10 juin 2008

L’actualité syndicale

Distribution de tracts devant les centres d’examens

Voici le texte du tract que nous allons distribuer le lundi 16 juin , premier jour du bac, et le jeudi 26 juin, premier jour du brevet,devant les centres d’examen , profitant de la présence des médias et des parents d’élèves pour populariser notre combat.

juin 2008 : le dernier bac ?

63,6% d’une génération obtiennent le bac aujourd’hui (34,3% le bac général, 16,7% le bac technologique et 12,6% le bac professionnel)
Le Service Public d’Education Nationale, grâce à la diversification des voies de formation et à la qualification de ses personnels a permis de doubler ce taux d’accès (36% en 1989).et de favoriser la formation intellectuelle et citoyenne de la jeunesse.

Le lycée public n’est pas toujours un outil parfait pour fabriquer l’égalité entre les citoyens. Mais en connaît-on un meilleur ?

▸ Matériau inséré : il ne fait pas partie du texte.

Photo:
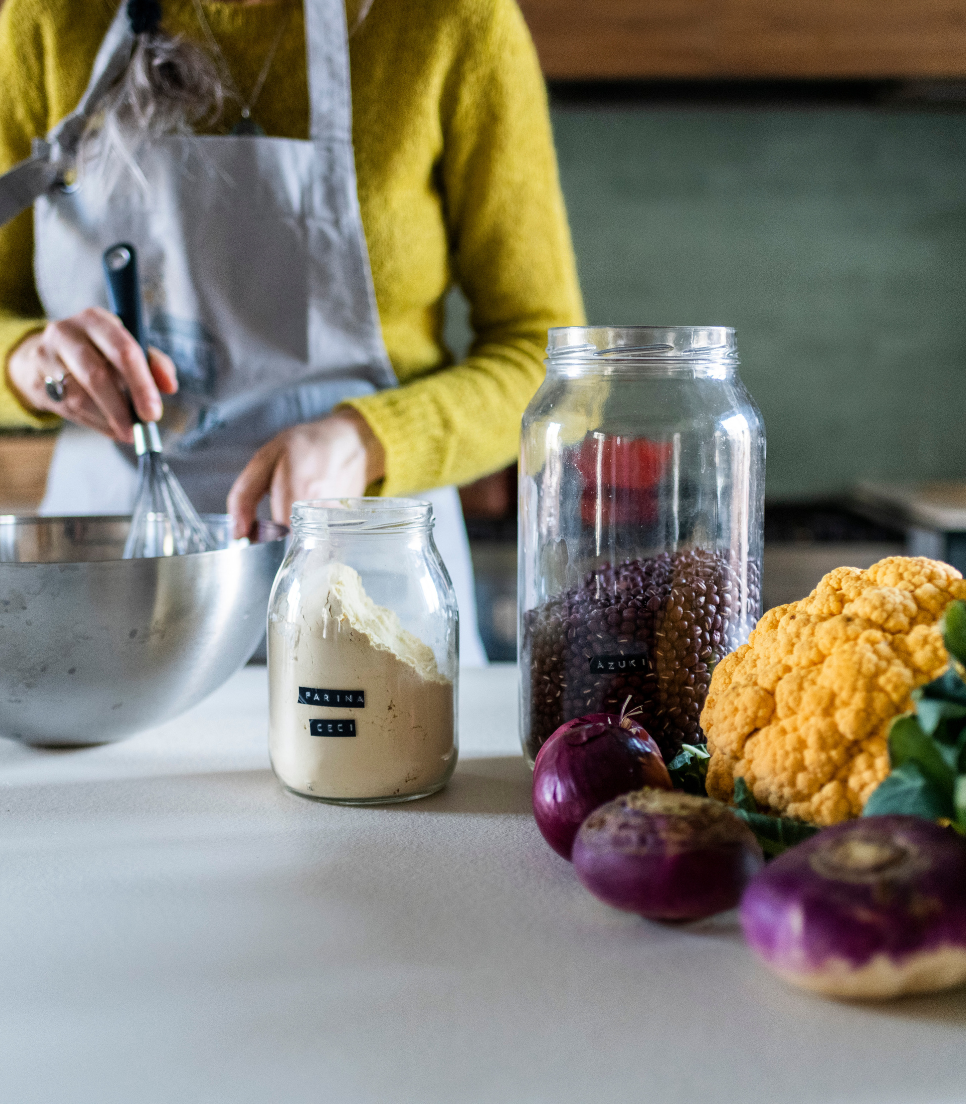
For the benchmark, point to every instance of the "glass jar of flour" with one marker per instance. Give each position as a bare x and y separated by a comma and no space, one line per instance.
363,654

Les examens nationaux et anonymes laissent parfois des élèves sur le bord du chemin (83% de réussite, c’est-à-dire 17% de « recalés »).
Mais tous les titulaires d’un diplôme national ont les mêmes compétences reconnues quels que soient l’établissement, le quartier ou la ville où ils ont fait leurs études.
C’est pourquoi, les enseignants et les élèves sont attachés à cet examen final et anonyme même s’il est source de stress et de perte de cours en fin d’année scolaire.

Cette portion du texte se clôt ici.